Go to Settings & Privacy > Settings > Security and Login > Two-Factor Authentication. Facebook supports authentication apps and hardware keys — choose one of those over SMS.
Tap the hamburger menu, go to Settings > Security > Two-Factor Authentication. Select an authentication app for the strongest protection.
X (formerly Twitter)
Go to Settings > Security and account access > Security > Two-Factor Authentication. Note that X has restricted SMS 2FA to paid subscribers — another good reason to use an authenticator app instead.
Amazon
Visit Account & Lists > Account > Login & Security and enable Two-Step Verification. Amazon supports authenticator apps and can send codes via the Amazon app.
Your Bank and Financial Accounts
Log into your bank's website and look in the security or account settings section. Most major banks now offer 2FA, though many still rely on SMS. Use whatever they offer — even SMS 2FA is a meaningful upgrade for financial accounts. If your bank only offers SMS, contact them and ask when they plan to support authenticator apps.
Warning: SMS 2FA and SIM Swap Attacks
SIM swapping is not theoretical — it has been used to drain cryptocurrency wallets, hijack social media accounts with large followings, and compromise email accounts used to reset banking passwords. Attackers gather personal details from data broker sites (your name, address, phone number, last four digits of your Social Security number) and use that information to social-engineer a carrier representative. The more personal data that is publicly available about you, the easier a SIM swap becomes. Removing your data from data brokers directly reduces this risk.

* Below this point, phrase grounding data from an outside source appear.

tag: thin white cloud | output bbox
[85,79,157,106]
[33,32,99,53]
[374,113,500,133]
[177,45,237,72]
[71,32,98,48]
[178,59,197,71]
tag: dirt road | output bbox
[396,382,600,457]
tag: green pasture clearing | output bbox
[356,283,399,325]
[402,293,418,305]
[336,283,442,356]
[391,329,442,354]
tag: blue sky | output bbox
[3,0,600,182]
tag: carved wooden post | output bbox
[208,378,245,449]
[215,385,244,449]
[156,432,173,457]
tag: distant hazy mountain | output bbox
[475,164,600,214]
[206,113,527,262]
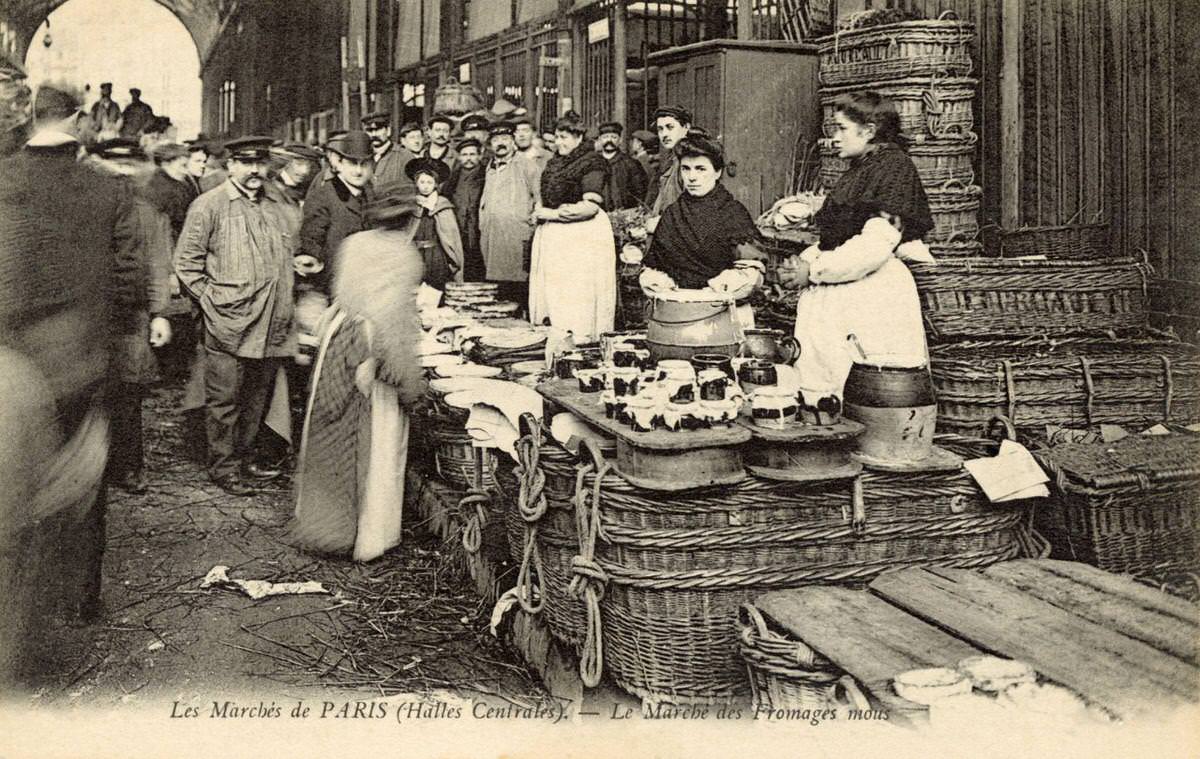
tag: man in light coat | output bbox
[174,136,299,495]
[478,122,541,309]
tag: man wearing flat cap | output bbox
[272,143,321,207]
[144,142,197,239]
[298,130,374,293]
[89,81,121,141]
[630,128,659,185]
[595,121,647,211]
[445,136,487,280]
[645,104,693,214]
[174,135,300,495]
[361,111,403,189]
[479,121,541,306]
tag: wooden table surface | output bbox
[755,560,1200,720]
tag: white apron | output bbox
[528,212,616,343]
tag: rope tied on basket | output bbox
[1000,359,1018,428]
[569,441,612,688]
[1078,356,1096,427]
[459,490,491,556]
[1160,354,1174,422]
[513,414,547,614]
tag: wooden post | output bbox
[340,35,351,129]
[999,0,1022,228]
[737,0,754,41]
[613,3,628,126]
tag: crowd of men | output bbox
[0,61,695,676]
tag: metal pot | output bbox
[740,328,801,365]
[646,296,741,362]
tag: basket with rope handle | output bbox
[913,255,1153,341]
[817,12,975,87]
[930,334,1200,436]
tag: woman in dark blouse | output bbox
[527,111,616,342]
[640,133,764,297]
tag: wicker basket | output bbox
[911,257,1152,341]
[738,604,848,711]
[1032,433,1200,578]
[502,441,589,651]
[930,337,1200,436]
[821,77,977,144]
[928,239,987,258]
[926,181,982,244]
[817,16,975,87]
[820,137,976,190]
[983,222,1110,260]
[429,426,497,490]
[569,444,1033,704]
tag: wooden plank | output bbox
[980,561,1199,665]
[756,587,983,696]
[999,0,1022,227]
[870,567,1198,717]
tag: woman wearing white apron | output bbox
[780,91,936,396]
[288,187,427,561]
[528,111,616,343]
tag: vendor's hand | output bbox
[148,316,172,348]
[639,267,676,294]
[294,254,324,276]
[169,275,181,297]
[354,358,377,398]
[778,256,811,288]
[707,268,758,300]
[530,207,557,225]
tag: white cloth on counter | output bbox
[549,412,612,456]
[457,381,544,461]
[793,217,930,395]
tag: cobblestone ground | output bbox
[17,365,546,711]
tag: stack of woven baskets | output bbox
[816,12,982,257]
[504,424,1037,705]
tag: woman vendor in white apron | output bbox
[287,186,427,562]
[528,111,616,343]
[780,91,935,395]
[638,132,765,321]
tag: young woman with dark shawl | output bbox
[779,91,935,396]
[527,111,616,342]
[288,186,427,561]
[639,134,766,319]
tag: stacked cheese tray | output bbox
[443,282,520,320]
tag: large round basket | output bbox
[926,180,982,244]
[816,16,975,87]
[820,137,977,190]
[821,77,977,144]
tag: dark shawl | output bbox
[814,142,932,250]
[643,183,759,289]
[539,143,609,209]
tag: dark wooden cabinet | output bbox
[649,39,821,216]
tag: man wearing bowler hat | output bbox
[595,121,647,211]
[174,136,300,495]
[297,130,374,293]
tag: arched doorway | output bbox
[17,0,208,138]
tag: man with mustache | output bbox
[361,110,408,190]
[479,122,541,309]
[174,136,300,496]
[425,114,456,172]
[595,121,647,211]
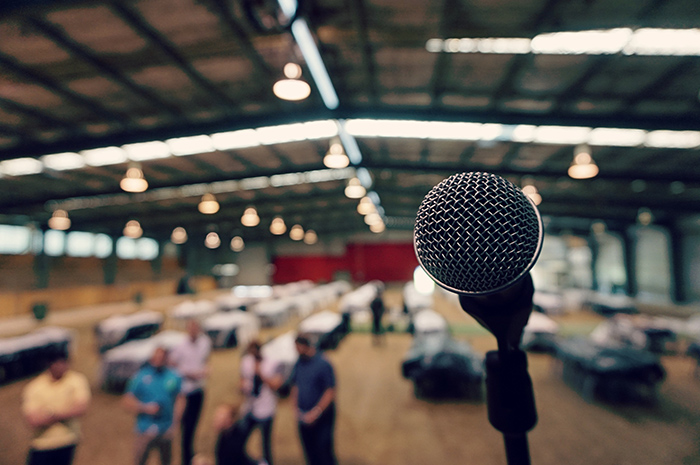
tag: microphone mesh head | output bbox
[414,172,543,295]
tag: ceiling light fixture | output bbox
[123,220,143,238]
[364,212,382,226]
[522,184,542,205]
[241,207,260,227]
[357,196,375,215]
[270,216,287,235]
[568,144,599,180]
[289,224,304,241]
[303,229,318,245]
[273,63,311,101]
[370,221,386,233]
[205,232,221,249]
[230,236,245,252]
[171,227,188,244]
[198,193,220,214]
[120,165,148,193]
[323,136,349,169]
[48,209,71,231]
[345,177,366,199]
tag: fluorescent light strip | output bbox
[290,19,340,110]
[50,167,357,212]
[0,157,43,176]
[41,152,86,171]
[427,28,700,56]
[6,119,699,179]
[344,119,700,148]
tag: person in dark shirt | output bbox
[370,292,386,346]
[212,404,260,465]
[290,334,337,465]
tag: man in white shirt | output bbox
[169,319,211,465]
[240,340,284,465]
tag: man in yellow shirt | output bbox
[22,351,91,465]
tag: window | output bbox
[116,237,137,259]
[136,238,159,260]
[65,231,94,257]
[44,230,66,256]
[0,225,31,254]
[94,234,113,258]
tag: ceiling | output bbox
[0,0,699,244]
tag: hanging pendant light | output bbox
[303,229,318,245]
[205,232,221,249]
[230,236,245,252]
[273,63,311,101]
[171,227,188,244]
[120,165,148,193]
[270,216,286,235]
[357,196,375,215]
[568,144,599,180]
[521,184,542,205]
[198,193,220,214]
[241,207,260,227]
[370,221,386,233]
[345,177,366,199]
[323,136,349,169]
[289,224,304,241]
[123,220,143,238]
[48,209,71,231]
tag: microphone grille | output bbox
[414,172,543,295]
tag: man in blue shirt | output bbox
[290,334,337,465]
[122,346,185,465]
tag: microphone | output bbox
[413,171,544,346]
[414,171,543,296]
[415,172,541,461]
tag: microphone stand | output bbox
[459,275,538,465]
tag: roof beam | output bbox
[109,2,239,111]
[347,0,377,103]
[26,15,185,119]
[489,0,561,108]
[362,159,700,184]
[0,96,76,131]
[0,52,129,126]
[428,0,458,103]
[204,0,276,81]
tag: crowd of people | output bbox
[20,319,340,465]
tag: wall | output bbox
[272,241,419,284]
[634,226,672,301]
[0,254,215,318]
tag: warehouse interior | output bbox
[1,0,700,464]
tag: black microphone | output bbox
[414,171,543,296]
[414,171,544,347]
[414,172,541,464]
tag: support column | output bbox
[103,235,118,285]
[622,228,638,297]
[667,222,686,303]
[587,235,599,292]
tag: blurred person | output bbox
[213,403,265,465]
[22,352,91,465]
[291,334,337,465]
[170,319,212,465]
[370,291,386,346]
[240,340,284,465]
[122,346,185,465]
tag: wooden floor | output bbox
[1,289,700,465]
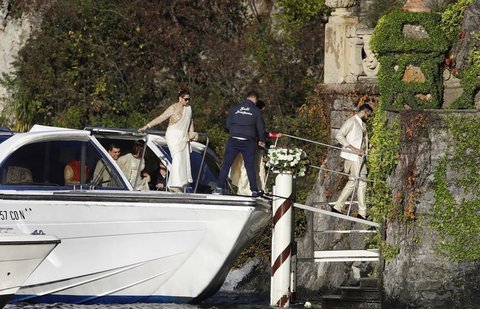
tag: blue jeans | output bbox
[217,138,258,192]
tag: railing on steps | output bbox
[269,133,382,264]
[293,202,380,263]
[269,133,372,217]
[314,249,379,262]
[293,202,379,228]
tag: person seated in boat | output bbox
[117,140,151,191]
[64,159,90,186]
[149,162,168,191]
[5,166,33,185]
[92,143,121,187]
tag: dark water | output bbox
[5,292,320,309]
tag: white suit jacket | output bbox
[336,114,368,163]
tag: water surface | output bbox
[5,291,318,309]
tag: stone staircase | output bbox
[322,277,382,309]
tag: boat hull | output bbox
[0,234,59,308]
[0,191,270,304]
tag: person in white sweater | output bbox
[332,103,373,220]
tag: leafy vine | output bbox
[430,115,480,261]
[368,101,400,223]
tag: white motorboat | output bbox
[0,233,60,308]
[0,126,271,304]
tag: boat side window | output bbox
[0,140,125,189]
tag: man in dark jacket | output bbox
[214,90,266,197]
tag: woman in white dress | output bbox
[139,90,197,191]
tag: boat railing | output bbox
[143,129,211,194]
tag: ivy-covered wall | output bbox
[430,115,480,261]
[381,110,480,308]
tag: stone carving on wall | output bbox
[357,28,379,79]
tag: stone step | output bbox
[321,278,382,309]
[340,286,381,301]
[359,277,379,288]
[322,295,382,309]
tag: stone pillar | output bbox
[324,0,359,84]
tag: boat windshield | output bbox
[0,139,127,190]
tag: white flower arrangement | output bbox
[266,146,308,177]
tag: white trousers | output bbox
[334,159,367,216]
[234,151,266,196]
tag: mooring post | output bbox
[270,172,293,307]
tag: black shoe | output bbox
[212,187,223,195]
[331,207,344,215]
[356,214,368,220]
[251,190,264,197]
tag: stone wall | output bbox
[383,110,480,308]
[0,3,40,118]
[294,87,480,307]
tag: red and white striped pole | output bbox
[270,172,293,307]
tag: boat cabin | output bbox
[0,126,219,193]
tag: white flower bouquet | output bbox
[266,146,308,177]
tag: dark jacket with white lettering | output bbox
[226,99,266,142]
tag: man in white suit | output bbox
[332,103,373,220]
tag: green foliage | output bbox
[368,101,400,222]
[3,0,327,146]
[440,0,473,43]
[376,53,445,109]
[371,10,449,109]
[429,115,480,262]
[381,239,401,261]
[371,10,448,55]
[2,0,251,131]
[205,123,229,162]
[431,161,480,261]
[445,115,480,192]
[276,0,329,27]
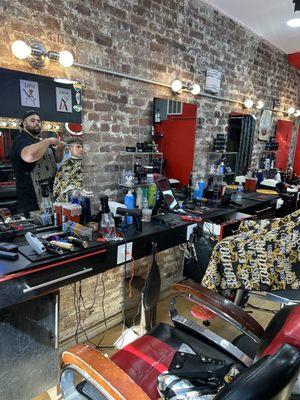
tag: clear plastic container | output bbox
[142,208,152,222]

A Practical Priority Order
You don't have to secure everything at once. Work through this list in order:
- Email accounts first. Your email is the master key — it resets every other password. Secure Gmail, Outlook, iCloud Mail, or whatever you use before anything else. Use an authenticator app or hardware key, not SMS.
- Financial accounts. Banks, investment accounts, PayPal, Venmo, and any account connected to a payment method.
- Social media. Compromised social accounts are used to scam your contacts and can be nearly impossible to recover. Facebook, Instagram, and X deserve 2FA.
- Password manager. If you use one, protect it with a hardware key or the strongest 2FA it supports.
- Everything else. Work through your remaining accounts using your password manager's list — most will flag which accounts support 2FA.
2FA Is One Layer — Not the Whole Defense
Two-factor authentication is powerful, but it works best as part of a broader security posture. SIM swap attacks, for example, succeed not because 2FA is broken, but because attackers build a convincing profile of the target using personal data scraped from data broker sites — your phone number, address, date of birth, and family members' names.
PrivacyOn addresses that upstream risk by automating opt-out requests across 100+ data brokers and people-search sites. When your personal information is harder to find, social engineering attacks become harder to execute, SIM swaps become harder to pull off, and targeted phishing becomes less effective. 2FA protects your accounts from unauthorized login; removing your data from brokers makes you a harder target in the first place. Together, they form a much stronger defense than either one alone.
Start today: pick your most important account, turn on 2FA using an authenticator app, and save the backup codes somewhere safe. Then work down the list. An hour of setup now can prevent months of trying to recover a compromised account later.